Andrew Forster at Kendal Poetry Festival

Ticket sales are going very well, and very fast! Quite a few events have sold out – the Friday night Main Reading with Helen Mort and Mir Mahfuz Ali, the Saturday Afternoon Main Reading with Clare Shaw and Hilda Sheehan and there are no tickets for the Poetry Business workshop with Peter and Ann Sansom or for the workshop with Hilda Sheehan.  We currently have a few tickets left for the Saturday night reading with Peter and Ann Sansom and only 3 tickets left for our final reading of the festival with Greta Stoddart and Fiona Sampson.

It it is likely that there will be very few tickets available on the door.  We would strongly advise buying tickets beforehand if possible.  Ticket sales from The Brewery will finish at 5pm on Thursday 23rd, so please buy your tickets before then! After this time, you will have to take your chance and queue up at the door for each event, to see if there are any returns.

We’re really excited to have a poem from Andrew Forster to share with you today.  Andrew is appearing at the festival alongside Jane Routh on the 24th June at 5pm.  Andrew and Jane will be discussing the place of nature poetry in a time of environmental disruption, which seems particularly apt after the floods that Kendal has suffered recently.  We’ve had to move this event to a larger room, but there are still only ten tickets left – so if you’re going to come, and haven’t booked your tickets yet, please do so soon!  You can buy tickets for this event here: https://www.breweryarts.co.uk/lakes-tickets/listing/KPF-NATURE-POETRY-IN-A-TIME-OF-CRISIS-JANE-ROUTH-ANDREW-FORSTER

 

We asked Andrew to choose a poem to feature, and to send us through some thoughts on the poem.  Andrew said

This poem is one of my first attempts to write a poem based on a political idea. I wrote it at the time of the debates that led to the banning of fox hunting, when the Countryside Alliance was emerging as a strong voice. Sadly it still seems to be relevant with repeated calls for the repeal of the ban, and foxes often getting caught up in drag-hunting. I wasn’t sure how to tackle the subject poetically. Straightforward polemic can often feel flat, or seem like it’s preaching to the converted. My answer was to fall back on personal experience. A Sunday afternoon drive around the Scottish Borders gave me this poem.
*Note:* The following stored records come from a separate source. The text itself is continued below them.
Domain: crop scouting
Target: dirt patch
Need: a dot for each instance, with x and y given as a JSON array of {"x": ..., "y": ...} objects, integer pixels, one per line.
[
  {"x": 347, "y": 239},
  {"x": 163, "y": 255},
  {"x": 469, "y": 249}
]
The following poem is from Andrew’s second book Territory, which was published by Flambard in 2010.  Andrew’s books will be available to buy during the festival.

PHEASANTS

 

I steer around them. Too many

to be an accident: messes of russet feathers

gummed to the tarmac with blood

 

as though a car or truck had mown

into a cluster of them. Perhaps

there were several drivers, keeping score,

 

swerving to pick off stragglers

who flitted desperately, trying

to get back to where they came from.

 

Around a bend the road is clear

until I’m halted by a policeman’s hand

warning me of the huntsmen,

 

dismounted, milling in the quiet road.

One, in red tunic, wielding a horn,

whispers to the officer who waves me on.

 

Beyond, horses roped to gateposts

stamp and whinny, while a line

of tweed-jacketed men on the verge

 

laugh and jostle each other,

their urine arching into the grass,

glittering briefly in the weak light.

 

Thanks to Andrew for letting us publish this wonderful poem here.